Scéne 12, Johann Strauss affreux:
L'esprit humain n'a jamais été satisfait de rien.

Scène 9, Luigi Cherubini  calmant l'identité d'un signe de la main:
Les pensées entraient bien en lui, mais à condition de laisser dehors tout élément de beauté ou simplement de drôlerie qui m'eût touché ou distrait.

Scène 26, Johann Strauss expliquant:
Cette petite scène qui se renouvelait chaque fois que le pianiste allait jouer enchantait les amis, comme une preuve de la séduisante originalité de la Patronne et de sa sensibilité musicale.

Scène 2, Luciano Berio:
En réalité, ce lâche calcul, tout le monde avait eu à le faire comme moi. En effet, alors cela ne doit pas beaucoup vous amuser d'y aller, dit le docteur avec une nuance de commisération.

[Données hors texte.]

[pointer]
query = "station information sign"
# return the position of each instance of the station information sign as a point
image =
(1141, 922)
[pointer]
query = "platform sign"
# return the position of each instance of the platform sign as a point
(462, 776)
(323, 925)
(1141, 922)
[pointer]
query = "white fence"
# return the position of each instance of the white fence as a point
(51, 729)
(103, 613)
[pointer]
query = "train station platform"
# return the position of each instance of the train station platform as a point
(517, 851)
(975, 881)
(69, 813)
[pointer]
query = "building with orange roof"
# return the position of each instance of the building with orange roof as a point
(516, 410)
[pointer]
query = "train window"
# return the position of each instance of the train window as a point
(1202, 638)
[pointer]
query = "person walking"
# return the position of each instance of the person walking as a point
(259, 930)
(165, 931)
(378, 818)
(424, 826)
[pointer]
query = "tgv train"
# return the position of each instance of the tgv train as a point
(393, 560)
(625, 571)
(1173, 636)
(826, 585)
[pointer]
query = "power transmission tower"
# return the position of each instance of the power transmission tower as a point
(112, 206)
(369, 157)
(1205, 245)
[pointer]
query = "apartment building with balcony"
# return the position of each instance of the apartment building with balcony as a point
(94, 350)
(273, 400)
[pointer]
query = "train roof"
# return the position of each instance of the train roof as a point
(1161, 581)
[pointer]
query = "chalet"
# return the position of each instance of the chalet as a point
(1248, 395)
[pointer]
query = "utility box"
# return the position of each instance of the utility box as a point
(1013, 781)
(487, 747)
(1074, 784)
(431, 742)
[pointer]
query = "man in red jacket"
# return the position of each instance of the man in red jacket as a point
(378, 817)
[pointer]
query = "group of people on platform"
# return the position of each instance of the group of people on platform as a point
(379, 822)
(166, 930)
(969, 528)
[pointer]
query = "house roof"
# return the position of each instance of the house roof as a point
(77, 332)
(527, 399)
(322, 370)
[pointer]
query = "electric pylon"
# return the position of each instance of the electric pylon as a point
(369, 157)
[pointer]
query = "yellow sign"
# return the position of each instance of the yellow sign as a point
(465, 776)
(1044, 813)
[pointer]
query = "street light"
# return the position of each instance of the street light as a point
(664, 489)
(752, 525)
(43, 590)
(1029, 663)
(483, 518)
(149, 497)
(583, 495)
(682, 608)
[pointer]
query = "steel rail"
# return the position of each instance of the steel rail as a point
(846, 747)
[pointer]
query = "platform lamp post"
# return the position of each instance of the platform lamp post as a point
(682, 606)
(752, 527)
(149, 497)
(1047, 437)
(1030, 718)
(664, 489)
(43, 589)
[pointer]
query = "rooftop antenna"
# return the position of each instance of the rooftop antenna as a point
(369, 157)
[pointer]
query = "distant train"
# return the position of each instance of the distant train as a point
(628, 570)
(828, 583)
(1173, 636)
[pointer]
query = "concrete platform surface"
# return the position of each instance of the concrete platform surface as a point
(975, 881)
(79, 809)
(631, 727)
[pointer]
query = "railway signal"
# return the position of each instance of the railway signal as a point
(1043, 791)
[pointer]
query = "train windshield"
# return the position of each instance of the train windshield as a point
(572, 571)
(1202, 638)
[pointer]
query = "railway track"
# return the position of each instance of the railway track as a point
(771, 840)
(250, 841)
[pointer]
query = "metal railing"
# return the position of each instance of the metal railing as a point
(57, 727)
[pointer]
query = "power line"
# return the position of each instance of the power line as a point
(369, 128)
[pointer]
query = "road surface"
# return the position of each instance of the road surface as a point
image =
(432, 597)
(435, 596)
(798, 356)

Scène 10, Johann Strauss levant les yeux au ciel.
On ne le reconnaissait en effet qu'à la voix, on distinguait mal son visage au nez busqué, aux yeux verts, sous un haut front entouré de cheveux blonds presque roux, coiffés à la Bressant, parce que nous gardions le moins de lumière possible au jardin pour ne pas attirer les moustiques, et j'allais, sans en avoir l'air, dire qu'on apportât les sirops. Nous allions jusqu'au viaduc, dont les enjambées de pierre commençaient à la gare et me représentaient l'exil et la détresse hors du monde civilisé, parce que chaque année en venant de Paris, on nous recommandait de faire bien attention, quand ce serait Valdoie, de ne pas laisser passer la station, d'être prêts d'avance, car le train repartait au bout de deux minutes et s'engageait sur le viaduc au delà des pays chrétiens dont Valdoie marquait pour moi l'extrême limite.

Scène 2, Johann Strauss bouleversant:
Je l'entendis ronfler légèrement.

Scène 9, Georges Auric revenant en tenant une tasse de café sur une soucoupe:
L'humain pense à autre chose. La nature humaine. En d'autres termes.

Scène 28, Anton Bruckner imbécile.
Ou bien en dormant j'avais rejoint sans effort un âge à jamais révolu de ma vie primitive, retrouvé telle de mes terreurs enfantines comme celle que mon grand-oncle me tirât par mes boucles et qu'avait dissipée le jour - date pour moi d'une ère nouvelle - où on les avait coupées. Mais à peine Maria était-elle descendue que quatre coups donnés avec la plus grande violence retentissaient dans la maison et ma tante, dressée sur son lit, criait.